Sexually transmitted infections (STIs) remain a worldwide problem and a severe threat to public health. In 2012, approximately 130.9, 78.3, and 142.6 million new cases of Chlamydia trachomatis, Neisseria gonorrhoeae, and Trichomonas vaginalis infections, respectively, were estimated globally [1]. For Mycoplasma genitalium, prevalence has been estimated at 1.3% in high-income countries and 3.9% in low-income countries [2]. These microorganisms are responsible for a variety of clinical syndromes in women and men, such as urethritis, cervicitis, prostatitis and vaginitis [36], which may lead to severe complications and long-term sequelae, including pelvic inflammatory disease, infertility, chronic pelvic pain, ectopic pregnancy, neurological and cardiovascular disease in adults, premature delivery, neonatal death, severe disability or blindness in infants, and increased risk of HIV acquisition and transmission [7, 8].

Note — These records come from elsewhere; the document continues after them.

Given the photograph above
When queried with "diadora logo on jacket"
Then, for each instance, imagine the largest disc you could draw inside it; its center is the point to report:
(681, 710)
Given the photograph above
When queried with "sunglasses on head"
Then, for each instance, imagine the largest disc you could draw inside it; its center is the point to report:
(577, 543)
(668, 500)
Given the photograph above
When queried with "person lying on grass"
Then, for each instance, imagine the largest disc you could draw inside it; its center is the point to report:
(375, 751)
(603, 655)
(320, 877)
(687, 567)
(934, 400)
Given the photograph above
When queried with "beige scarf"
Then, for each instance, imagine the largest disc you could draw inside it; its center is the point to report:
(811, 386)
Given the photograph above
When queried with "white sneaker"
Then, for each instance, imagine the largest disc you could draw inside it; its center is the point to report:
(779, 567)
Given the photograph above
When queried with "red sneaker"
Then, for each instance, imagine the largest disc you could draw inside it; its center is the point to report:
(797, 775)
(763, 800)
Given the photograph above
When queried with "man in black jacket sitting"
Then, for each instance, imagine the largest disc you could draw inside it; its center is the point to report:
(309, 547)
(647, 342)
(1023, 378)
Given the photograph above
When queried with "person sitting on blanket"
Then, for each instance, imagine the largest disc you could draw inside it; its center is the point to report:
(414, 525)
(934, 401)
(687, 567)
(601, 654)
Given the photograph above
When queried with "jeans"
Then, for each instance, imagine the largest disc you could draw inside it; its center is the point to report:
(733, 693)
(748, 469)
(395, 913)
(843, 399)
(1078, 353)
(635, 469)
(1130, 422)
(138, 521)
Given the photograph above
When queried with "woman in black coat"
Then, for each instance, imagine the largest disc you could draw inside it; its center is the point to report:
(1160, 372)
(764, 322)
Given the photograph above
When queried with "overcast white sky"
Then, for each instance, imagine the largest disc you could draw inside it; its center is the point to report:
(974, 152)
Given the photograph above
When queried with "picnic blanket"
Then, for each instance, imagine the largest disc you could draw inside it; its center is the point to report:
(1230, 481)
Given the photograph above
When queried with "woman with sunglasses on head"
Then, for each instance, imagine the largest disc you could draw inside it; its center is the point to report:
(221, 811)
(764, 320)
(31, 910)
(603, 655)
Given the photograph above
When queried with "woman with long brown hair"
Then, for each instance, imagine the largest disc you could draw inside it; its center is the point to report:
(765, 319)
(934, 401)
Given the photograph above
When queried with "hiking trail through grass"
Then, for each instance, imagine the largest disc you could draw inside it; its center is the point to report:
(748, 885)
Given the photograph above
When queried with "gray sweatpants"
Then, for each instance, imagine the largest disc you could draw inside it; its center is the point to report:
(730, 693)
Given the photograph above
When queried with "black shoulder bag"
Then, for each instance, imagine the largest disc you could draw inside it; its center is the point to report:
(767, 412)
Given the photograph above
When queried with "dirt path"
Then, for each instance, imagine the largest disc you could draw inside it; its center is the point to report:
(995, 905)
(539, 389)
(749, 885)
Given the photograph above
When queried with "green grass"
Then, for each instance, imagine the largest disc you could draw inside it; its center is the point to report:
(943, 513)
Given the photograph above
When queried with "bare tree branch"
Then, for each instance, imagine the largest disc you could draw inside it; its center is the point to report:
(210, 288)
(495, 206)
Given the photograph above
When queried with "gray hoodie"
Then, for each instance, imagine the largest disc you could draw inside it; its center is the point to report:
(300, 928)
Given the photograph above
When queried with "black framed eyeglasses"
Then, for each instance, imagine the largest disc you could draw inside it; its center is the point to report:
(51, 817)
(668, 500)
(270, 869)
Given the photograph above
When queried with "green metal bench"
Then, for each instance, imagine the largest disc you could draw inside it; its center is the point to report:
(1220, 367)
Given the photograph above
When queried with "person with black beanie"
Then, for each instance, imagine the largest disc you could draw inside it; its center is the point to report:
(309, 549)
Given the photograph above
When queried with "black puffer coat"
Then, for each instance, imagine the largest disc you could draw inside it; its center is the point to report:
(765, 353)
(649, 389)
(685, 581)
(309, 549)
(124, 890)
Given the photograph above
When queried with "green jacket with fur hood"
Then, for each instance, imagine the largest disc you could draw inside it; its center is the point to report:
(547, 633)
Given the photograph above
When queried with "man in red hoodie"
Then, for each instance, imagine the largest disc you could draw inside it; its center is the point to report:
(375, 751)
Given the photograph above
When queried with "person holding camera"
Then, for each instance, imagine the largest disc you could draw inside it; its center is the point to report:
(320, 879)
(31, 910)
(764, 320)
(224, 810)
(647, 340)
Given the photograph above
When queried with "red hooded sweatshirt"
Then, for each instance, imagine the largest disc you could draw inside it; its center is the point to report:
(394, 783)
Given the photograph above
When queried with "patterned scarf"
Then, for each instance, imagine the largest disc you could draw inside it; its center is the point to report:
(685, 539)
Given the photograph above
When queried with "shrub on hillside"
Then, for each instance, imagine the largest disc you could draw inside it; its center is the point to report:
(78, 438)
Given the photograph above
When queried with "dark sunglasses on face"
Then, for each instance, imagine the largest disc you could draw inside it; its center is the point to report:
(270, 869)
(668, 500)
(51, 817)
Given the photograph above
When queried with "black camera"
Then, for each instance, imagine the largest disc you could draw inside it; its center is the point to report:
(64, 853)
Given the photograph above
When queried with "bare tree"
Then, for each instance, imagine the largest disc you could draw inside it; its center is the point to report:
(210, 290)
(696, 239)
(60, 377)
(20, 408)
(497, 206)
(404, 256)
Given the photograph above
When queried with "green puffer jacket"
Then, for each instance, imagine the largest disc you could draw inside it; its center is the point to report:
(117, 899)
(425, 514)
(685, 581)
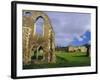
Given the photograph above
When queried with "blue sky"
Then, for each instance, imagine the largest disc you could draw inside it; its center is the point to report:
(70, 28)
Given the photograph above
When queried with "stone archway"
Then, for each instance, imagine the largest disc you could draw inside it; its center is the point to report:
(31, 41)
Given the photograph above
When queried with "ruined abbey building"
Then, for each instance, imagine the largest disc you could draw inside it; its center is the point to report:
(32, 42)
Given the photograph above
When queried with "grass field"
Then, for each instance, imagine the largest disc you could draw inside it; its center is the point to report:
(64, 59)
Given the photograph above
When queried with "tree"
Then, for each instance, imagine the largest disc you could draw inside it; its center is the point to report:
(88, 46)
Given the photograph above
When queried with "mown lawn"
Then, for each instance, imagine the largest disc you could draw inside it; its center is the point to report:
(64, 59)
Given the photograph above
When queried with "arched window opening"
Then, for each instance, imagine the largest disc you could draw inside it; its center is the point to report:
(39, 26)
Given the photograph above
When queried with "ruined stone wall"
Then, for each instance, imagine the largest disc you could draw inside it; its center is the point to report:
(30, 41)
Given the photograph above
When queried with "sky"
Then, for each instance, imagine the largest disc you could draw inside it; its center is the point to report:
(70, 28)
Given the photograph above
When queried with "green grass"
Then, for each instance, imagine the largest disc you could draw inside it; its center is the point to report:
(64, 59)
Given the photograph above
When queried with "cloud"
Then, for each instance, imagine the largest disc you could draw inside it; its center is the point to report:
(67, 25)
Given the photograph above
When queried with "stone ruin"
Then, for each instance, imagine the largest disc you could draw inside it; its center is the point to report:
(32, 41)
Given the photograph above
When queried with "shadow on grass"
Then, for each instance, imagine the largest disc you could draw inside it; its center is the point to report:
(80, 56)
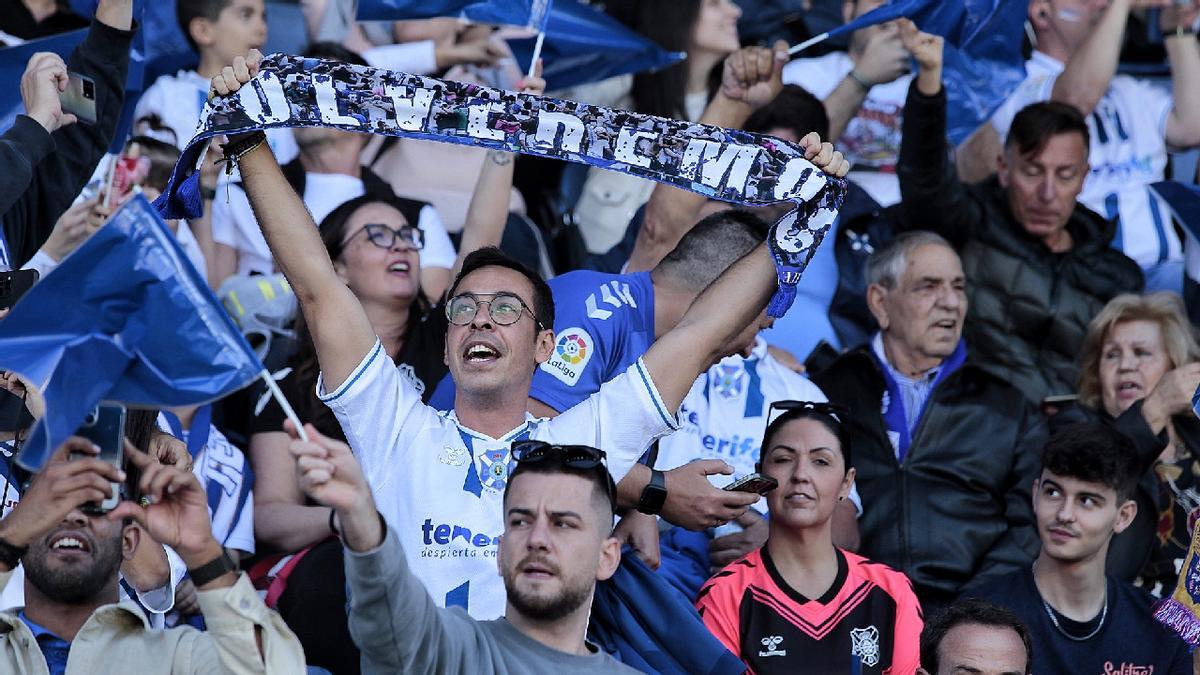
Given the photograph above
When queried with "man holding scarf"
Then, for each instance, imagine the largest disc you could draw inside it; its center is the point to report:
(945, 452)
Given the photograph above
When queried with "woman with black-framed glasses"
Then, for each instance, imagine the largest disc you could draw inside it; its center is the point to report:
(799, 604)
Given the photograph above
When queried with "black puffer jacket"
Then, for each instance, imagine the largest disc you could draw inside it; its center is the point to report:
(958, 508)
(1030, 306)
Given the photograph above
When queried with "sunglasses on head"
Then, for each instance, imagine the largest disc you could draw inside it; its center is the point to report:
(580, 458)
(831, 410)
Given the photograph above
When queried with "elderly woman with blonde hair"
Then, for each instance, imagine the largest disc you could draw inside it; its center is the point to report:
(1140, 366)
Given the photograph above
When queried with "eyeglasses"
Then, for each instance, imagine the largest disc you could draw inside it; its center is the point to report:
(580, 458)
(385, 237)
(834, 411)
(504, 309)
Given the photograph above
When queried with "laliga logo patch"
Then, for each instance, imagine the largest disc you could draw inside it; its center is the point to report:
(571, 354)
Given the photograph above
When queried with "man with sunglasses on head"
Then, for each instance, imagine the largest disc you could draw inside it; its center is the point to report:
(439, 476)
(557, 542)
(946, 452)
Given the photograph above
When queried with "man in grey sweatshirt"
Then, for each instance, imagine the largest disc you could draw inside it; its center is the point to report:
(557, 543)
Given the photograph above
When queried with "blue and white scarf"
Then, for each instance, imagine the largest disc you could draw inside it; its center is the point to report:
(721, 163)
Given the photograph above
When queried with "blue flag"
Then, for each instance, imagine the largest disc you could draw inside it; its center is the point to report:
(529, 13)
(585, 45)
(124, 318)
(983, 61)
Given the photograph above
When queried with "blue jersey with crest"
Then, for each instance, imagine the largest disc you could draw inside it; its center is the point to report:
(603, 323)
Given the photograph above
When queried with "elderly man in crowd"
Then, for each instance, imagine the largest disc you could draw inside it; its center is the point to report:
(943, 449)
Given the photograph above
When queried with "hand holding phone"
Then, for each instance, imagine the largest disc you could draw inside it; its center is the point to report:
(46, 77)
(105, 426)
(754, 483)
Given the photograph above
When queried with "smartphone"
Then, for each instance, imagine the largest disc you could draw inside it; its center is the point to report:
(820, 358)
(13, 285)
(79, 97)
(105, 426)
(1051, 405)
(754, 483)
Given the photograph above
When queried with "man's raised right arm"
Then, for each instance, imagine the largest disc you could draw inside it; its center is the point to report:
(340, 328)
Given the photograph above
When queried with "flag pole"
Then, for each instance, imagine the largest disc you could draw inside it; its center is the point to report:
(537, 53)
(807, 43)
(283, 404)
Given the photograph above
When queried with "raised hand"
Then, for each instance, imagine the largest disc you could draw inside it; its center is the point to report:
(693, 502)
(46, 77)
(883, 59)
(232, 77)
(928, 51)
(329, 473)
(754, 75)
(75, 226)
(177, 511)
(61, 487)
(823, 155)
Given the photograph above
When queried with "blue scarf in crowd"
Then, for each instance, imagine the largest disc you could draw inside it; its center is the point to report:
(729, 165)
(894, 413)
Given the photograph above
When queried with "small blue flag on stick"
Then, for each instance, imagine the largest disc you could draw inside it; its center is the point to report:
(124, 318)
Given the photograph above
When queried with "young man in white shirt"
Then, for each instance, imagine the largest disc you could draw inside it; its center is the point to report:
(501, 317)
(863, 91)
(1131, 123)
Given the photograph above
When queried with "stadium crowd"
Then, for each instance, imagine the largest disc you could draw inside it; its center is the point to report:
(547, 424)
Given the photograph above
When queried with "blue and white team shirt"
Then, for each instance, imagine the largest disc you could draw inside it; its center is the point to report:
(441, 484)
(725, 413)
(1127, 153)
(603, 323)
(227, 478)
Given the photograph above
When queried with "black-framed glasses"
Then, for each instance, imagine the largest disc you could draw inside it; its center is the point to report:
(385, 237)
(505, 309)
(835, 411)
(580, 458)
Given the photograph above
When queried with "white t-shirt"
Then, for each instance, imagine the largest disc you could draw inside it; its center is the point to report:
(1128, 153)
(871, 141)
(441, 484)
(235, 226)
(724, 416)
(179, 101)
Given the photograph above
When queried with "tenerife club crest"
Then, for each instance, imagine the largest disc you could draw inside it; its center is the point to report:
(729, 381)
(493, 469)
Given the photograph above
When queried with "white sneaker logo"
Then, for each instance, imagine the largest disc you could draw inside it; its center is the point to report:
(771, 643)
(864, 643)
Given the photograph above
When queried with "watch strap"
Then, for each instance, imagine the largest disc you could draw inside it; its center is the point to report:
(213, 569)
(654, 495)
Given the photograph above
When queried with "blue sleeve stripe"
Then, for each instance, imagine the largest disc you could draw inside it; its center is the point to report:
(354, 377)
(669, 419)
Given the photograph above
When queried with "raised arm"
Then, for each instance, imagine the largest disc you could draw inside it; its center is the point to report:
(1090, 70)
(1183, 53)
(394, 621)
(883, 59)
(751, 78)
(725, 308)
(340, 328)
(54, 181)
(489, 208)
(931, 195)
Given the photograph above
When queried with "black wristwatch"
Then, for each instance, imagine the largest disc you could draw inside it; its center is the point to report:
(210, 571)
(654, 495)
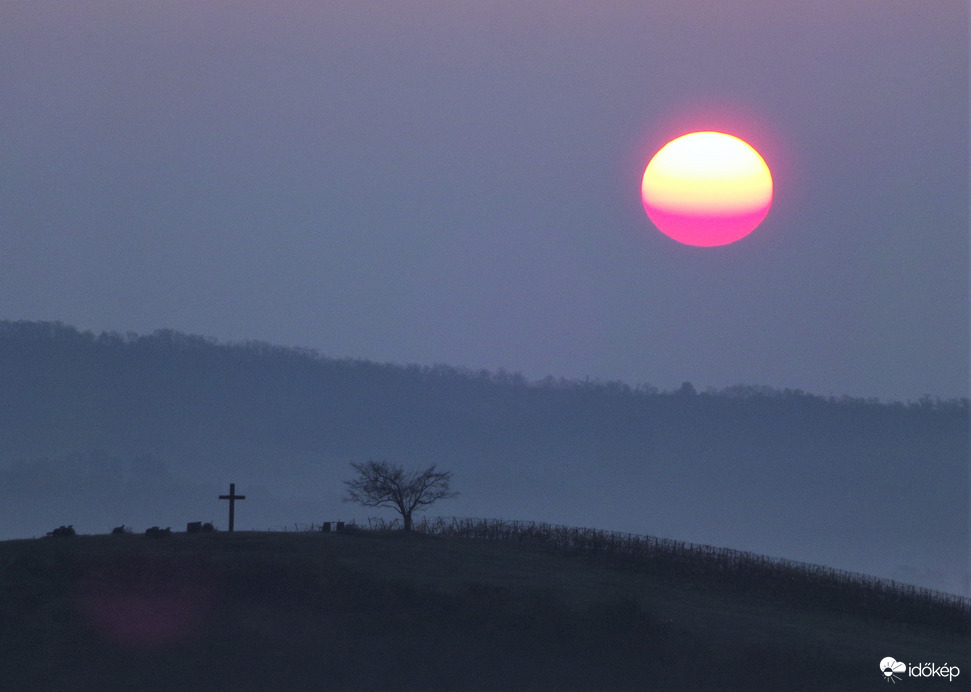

Prompt recognition and appropriate treatment are essential for the control of transmission of STIs, and this requires sensitive and accurate laboratory diagnostic methods. The implementation of nucleic acid amplification tests (NAATs) has revolutionized diagnostics in the detection of C. trachomatis, N. gonorrhoeae, T. vaginalis and M. genitalium, due to their numerous advantages over conventional methods [9]. However, these tests traditionally required separate processes for nucleic acid extraction and amplification/detection, which may increase the risk of errors (manipulation errors, contamination during the extraction step, etc.), especially in high-volume diagnostic laboratories. Another limitation is the need for batch samples, which may delay diagnosis and treatment initiation.

The use of multiplex RT-PCR for the diagnosis of STI is widespread in Microbiology laboratories, because they offer a large panel of microorganisms in a simple reaction, at a low cost. However, these techniques may have a lower sensitivity than others commercially available.

Currently there are assays for the diagnosis of STI based on transcription-mediated amplification (TMA) targeting directly ribosomal RNA (rRNA), with the advantage of a higher number of copies per cell compared to DNA-based tests, which only target one copy. Assays based on TMA potentially increase sensitivity of detection compared to assays based on RT-PCR targeting single-copy genes [1015]. To date, only a few studies compare these two methodologies for the simultaneous diagnosis of the 4 most important pathogens causing STIs [16, 17].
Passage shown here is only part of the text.